Öneri şu: "Şehirlerin durumunu kavramak". Şehirlerde ulusal düzeylerden çok farklı çalışan yeni dinamiklerin ortaya çıkışı söz konusu. Küresel dinamiklerin şehirlerde materyalize olması, şehir ekonomisi, şehirlerin ekonomik yaratıcılıkları, devletlerin şehirler üzerindeki hakimiyetlerini kaybetmeleri. Aynı zamanda yeni alternatiflerin ortaya çıkışı: Örneğin yaratıcı sektörlerin ve yeni tür işler yapan profesyonellerin şirketler üzerinden değil, şehirlerin enformel üretim alanları üzerinden ileri kapitalizmle bütünleşmeleri.

Serginin giriş bölümü de bu değişimi tartışmaya açıyor: "Dünyanın geleceğini şehirler belirleyecek. 1910'larda yüzde 10'larda olan kentli nüfus, bugün yüzde 50'lere tırmanıyor, 2000'li yılların ortalarına doğru yüzde 75'lere çıkacak..." Şehirlerin ulusal ve küresel ölçekte kazandığı yeni pozisyon, dünyanın onlar üzerinden yeni bir sosyal örgütlenmeye doğru gittiğini gösteriyor. Belki de bu tartışmaya katılmak için ilk önce bienalin ne yaptığına ve Venedik'e neler kazandırdığına bir bakmak lazım: Bugün fosil bir kente dönüşme potansiyeline karşı bienalin Venedik'i canlandırdığı, hatta küresel bir merkez haline getirdiği söylenebilir. Kentin tarihi, hafızası özgürleştirilerek, güncel sanat için küresel çekim alanına dönüştürülmek için kullanılıyor. Kentin tersanesi yalnızca bir bienal mekânı değil, aynı zamanda bu tartışmaların da küresel bir toplanma, gösteri merkezi olmuş durumda. Bugün neredeyse İstanbul'un bir ilçesinin yarısı kadar nüfusu kalmış olan bu küçük kent üstlendiği misyon ile azman kentlere meydan okuyor.

Bienal mekânı
Kentin güneydoğu ucunda, tarihi tersane binaları içinde yer alan sergiler, konferanslar, güncel sanat projeleri ile süren Venedik Bienali, tanınmış işadamlarının (Bienal Dostları) da içinde bulunduğu Venedik Bienali Vakfı tarafından düzenleniyor. Bu etkinliklerin ana mekânı haline gelmiş bulunan tersane ise tamamen esnek ve farklı etkinliklere açık bir kullanıma tahsis edilmiş. 'Avrupa Birliği Kültürel Mirası Koruma Ödülü' alan yapıların bir bölümünde bir taraftan üretim hâlâ devam ederken, bir bölümü ise herhangi sabit bir işleve veya bir kuruma, ya da bir kuruluşun özel kullanım amacına bağlı olmaksızın, kentin kültürel bir merkez haline gelmesine adanmış bir etkinlikler mekânı haline getirilmiş.
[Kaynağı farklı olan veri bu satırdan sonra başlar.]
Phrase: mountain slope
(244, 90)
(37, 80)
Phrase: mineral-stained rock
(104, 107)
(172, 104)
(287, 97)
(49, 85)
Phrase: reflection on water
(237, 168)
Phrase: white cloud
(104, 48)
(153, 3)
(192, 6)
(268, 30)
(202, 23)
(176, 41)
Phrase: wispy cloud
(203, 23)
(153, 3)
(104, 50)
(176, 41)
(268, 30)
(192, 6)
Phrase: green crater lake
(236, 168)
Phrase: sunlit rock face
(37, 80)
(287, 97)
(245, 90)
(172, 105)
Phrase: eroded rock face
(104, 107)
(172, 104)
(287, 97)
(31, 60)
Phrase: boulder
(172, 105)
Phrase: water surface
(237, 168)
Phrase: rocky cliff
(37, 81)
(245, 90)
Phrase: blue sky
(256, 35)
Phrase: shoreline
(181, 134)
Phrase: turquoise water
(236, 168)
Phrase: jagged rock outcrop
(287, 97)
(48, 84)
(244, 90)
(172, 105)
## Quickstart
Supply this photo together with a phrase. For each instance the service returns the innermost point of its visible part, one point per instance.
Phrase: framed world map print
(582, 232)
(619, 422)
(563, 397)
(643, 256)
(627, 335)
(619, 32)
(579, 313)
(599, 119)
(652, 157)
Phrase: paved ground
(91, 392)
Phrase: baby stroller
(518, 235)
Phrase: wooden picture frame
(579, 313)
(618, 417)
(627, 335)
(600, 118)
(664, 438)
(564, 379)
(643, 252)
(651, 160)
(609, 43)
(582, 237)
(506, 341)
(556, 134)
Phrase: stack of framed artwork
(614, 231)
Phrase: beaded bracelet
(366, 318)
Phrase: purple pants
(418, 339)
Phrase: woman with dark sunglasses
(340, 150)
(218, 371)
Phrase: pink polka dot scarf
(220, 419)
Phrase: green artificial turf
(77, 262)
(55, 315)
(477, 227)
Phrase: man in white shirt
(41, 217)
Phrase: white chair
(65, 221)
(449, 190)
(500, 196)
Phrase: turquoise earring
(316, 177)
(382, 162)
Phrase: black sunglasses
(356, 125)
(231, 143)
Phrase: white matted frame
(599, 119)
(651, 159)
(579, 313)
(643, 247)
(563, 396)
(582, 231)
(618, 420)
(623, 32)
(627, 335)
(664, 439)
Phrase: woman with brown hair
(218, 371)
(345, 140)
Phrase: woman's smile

Belki şunu da söylemek lazım: Tersane binalarının dışında veya içinde, bizim İstanbul'da alışık olduğumuz restorasyon çalışmalarının izine dahi rastlanmıyor. Örneğin bütün eski duvarların renkli sıvaları yer yer dökülmüş ve öyle bırakılmış. Görünüşten anlaşılan restorasyon çalışmalarının, tarihi yapılarda yüzyıllardır süren eskime sürecinde bir kopukluk yaratmaması, ama mimari uygulamaların bu süreci gözlemleyen, sürdürülebilir kılan ve ondan ayrışan bir faaliyet olarak gerçekleştirilmesi.
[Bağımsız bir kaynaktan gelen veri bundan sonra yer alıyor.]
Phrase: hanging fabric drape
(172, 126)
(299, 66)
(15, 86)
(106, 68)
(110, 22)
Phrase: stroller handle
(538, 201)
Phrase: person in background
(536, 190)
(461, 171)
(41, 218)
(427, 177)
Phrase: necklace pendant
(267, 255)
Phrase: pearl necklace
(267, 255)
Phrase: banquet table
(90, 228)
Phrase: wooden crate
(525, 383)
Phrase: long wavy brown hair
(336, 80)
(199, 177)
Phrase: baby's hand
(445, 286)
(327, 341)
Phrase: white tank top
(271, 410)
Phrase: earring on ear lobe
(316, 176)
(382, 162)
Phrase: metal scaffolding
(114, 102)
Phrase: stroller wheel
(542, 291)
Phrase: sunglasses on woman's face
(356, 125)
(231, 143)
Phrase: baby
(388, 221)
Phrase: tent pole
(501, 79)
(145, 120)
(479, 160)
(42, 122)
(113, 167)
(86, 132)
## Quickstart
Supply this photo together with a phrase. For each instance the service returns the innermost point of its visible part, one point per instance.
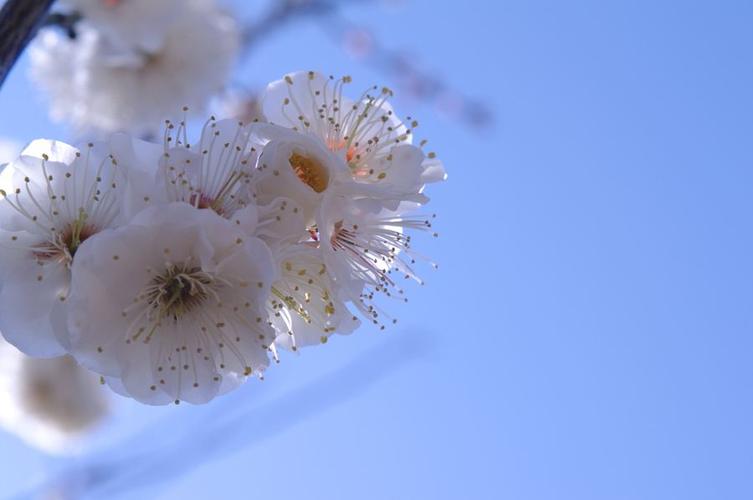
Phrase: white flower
(172, 304)
(132, 23)
(367, 250)
(211, 174)
(55, 197)
(296, 166)
(94, 83)
(50, 403)
(365, 132)
(304, 306)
Tersanenin korunmasının maliyetinin yüzde 40'ını AB fonları, bir o kadarını sponsorlar ve kalanını da kent yönetimi sağlamış. Haliç'tekine benzer kuru havuzlarında bir taraftan üretim devam ederken, birçok kapalı ve açık mekânda bienal gerçekleştiriliyor. Bu alanın bugünkü mekânsal kurgusu ve tarih içindeki katmanlarından, bizdeki "koruma" çalışmaları sonucunda olduğu gibi restorasyonun tarihi ortadan kaldıran ve tek seferlik homojen bir bütüne dönüştüren değil, modern bir şey olduğu anlaşılıyor. Diğer tarafta içinde bienale özgü, geçiciliği tanımlı sergileme, dinlence, kitap satış, servis alanları ile tersane, gerçekleştirilen etkinlikleri kucaklayan bir işlev kazanıyor.
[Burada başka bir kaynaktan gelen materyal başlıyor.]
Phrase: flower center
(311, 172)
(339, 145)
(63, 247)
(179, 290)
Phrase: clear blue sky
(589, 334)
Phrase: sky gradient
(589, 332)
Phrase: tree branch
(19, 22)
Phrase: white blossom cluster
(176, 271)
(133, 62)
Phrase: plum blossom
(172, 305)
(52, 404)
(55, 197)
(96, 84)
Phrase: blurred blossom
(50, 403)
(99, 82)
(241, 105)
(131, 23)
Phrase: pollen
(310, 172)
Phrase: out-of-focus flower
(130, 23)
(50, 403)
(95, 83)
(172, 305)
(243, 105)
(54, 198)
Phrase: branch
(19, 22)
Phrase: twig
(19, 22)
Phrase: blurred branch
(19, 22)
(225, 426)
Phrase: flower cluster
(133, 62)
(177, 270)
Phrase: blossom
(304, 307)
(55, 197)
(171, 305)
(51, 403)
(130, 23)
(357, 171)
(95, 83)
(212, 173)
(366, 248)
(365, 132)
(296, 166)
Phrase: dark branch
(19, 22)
Yani restorasyon bir bakıma yapılar bütününün belge niteliğini ortadan kaldırmayan, gözlem altına alan bir uygulama. Yapılar hiçbir değişim geçirmeden duruyor, yalnızca döşemelerdeki delikler kapatılmış, toprak zeminlere stabilize malzemeler serilmiş, yürüyüş platformları yapılmış. Böylece tarihi mirasın korunmasının süslü malzemelerle yapılan farklı bir mimarlık kategorisi oluşturmadığını, güncel mimarlıkla ilgili bir sorunsal olduğunu görüyorsunuz. O kadar ki, İstanbul'daki Kızkulesi'nde bir zamanlar yapıldığı gibi, tersanenin tahmini olarak 1930'larda betonarme kolon, kiriş ve döşemelerle kısmen yenilenen ahşap strüktürleri dahi aynen korunmuş. Demirlerin paslanması ile çatlayan kirişlere bile dokunulmamış, yalnızca bir çökme olmaması için altlarına destekler konmuş.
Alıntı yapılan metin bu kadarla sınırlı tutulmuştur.